Members of Congress are desperate to pass anything something on energy this week before August recess begins on Friday and they head home to face voters restive over gas prices. But Democrats and Republicans are so bitterly divided over what to do that prospects for progress look uncertain at best.
Democrats in both branches of Congress are hoping to pass bills to curb speculation in the oil-futures market and release some oil from the Strategic Petroleum Reserve — measures that have thus far been blocked by Republicans. Over the weekend, Republicans in the Senate also blocked a measure Democrats put forward that would have provided $5.1 billion to help low-income Americans pay utility bills this year.
Republicans aren’t necessarily opposed to all of these proposals, but they’re adamant that energy legislation must open more territory to oil drilling. Senate Republicans are holding up energy bills while they push to attach provisions that would overturn bans on offshore oil drilling and oil-shale development in Western states. House Republicans have united behind a drilling-heavy bill and pledged to stay in session until they get a vote on it. (It will be interesting to see if they stick to this come Saturday.)
With the clock running out, Democrats are planning to put forward their bills again, and Republicans are likely to hold fast on their call for more drilling — but a compromise could be possible. In the Senate on Monday, Majority Leader Harry Reid (D-Nev.) offered Republicans the opportunity to offer four amendments to the speculation legislation, including ones on offshore drilling and oil shale. Minority Leader Mitch McConnell (R-Ky.) called Reid’s move “significant,” but he has in the past pledged that his caucus won’t pass anything that doesn’t include more drilling. Even if the GOP leadership does put forward its drilling amendments and all 49 Senate Republicans back them, they would still need to pick up 11 Democrats to move them forward. Some may be willing to approve pro-drilling provisions, but most Dems are likely to vote against.

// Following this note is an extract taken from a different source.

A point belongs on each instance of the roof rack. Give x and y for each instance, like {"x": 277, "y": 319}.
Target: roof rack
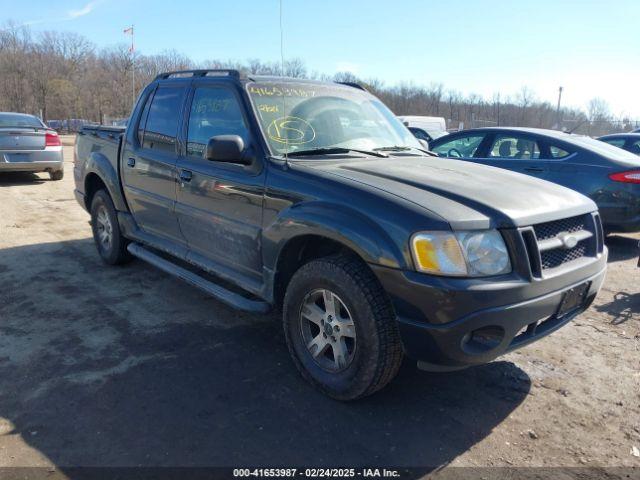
{"x": 199, "y": 73}
{"x": 353, "y": 84}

Sen. Jeff Bingaman (D-Nev.), chair of the Energy and Natural Resources Committee, told a group of reporters over breakfast Monday that he is “not confident that anything can be passed in the Senate before the August recess.”
The “biggest opportunity” to pass energy legislation, Bingaman said, is the tax-credit extensions for renewable energy that have stalled repeatedly in the Senate, despite passing in the House on multiple occasions. GOP senators haven’t liked the Democrats’ proposals to pay for the tax credits by closing what Democrats consider to be tax loopholes for business, but moderate Democrats have insisted that so-called “pay-fors” are necessary to prevent the bill from adding to the budget deficit.
A new compromise version of the bill, proposed by Senate Finance Committee Chair Max Baucus (D-Mont.), would pay for the extension of tax credits by setting limits on the ability of hedge-fund managers to defer taxes on their income held offshore and by putting off until 2019 a tax credit for multinational corporations. Baucus also added a number of unrelated provisions meant to make the bill more attractive to Republicans. It’s unclear how many Republicans might be willing to back Baucus’ proposal.
Renewable-energy companies have been howling that failure to extend the tax credits is crippling them.
Said Bingaman, “I hope very much that we give priority to passing tax provisions. If we’re blocked from being able to vote on this tax package this week, it will be a loss for this country.”
And it may mean that senators and reps go home empty-handed to constituents angry over the energy situation.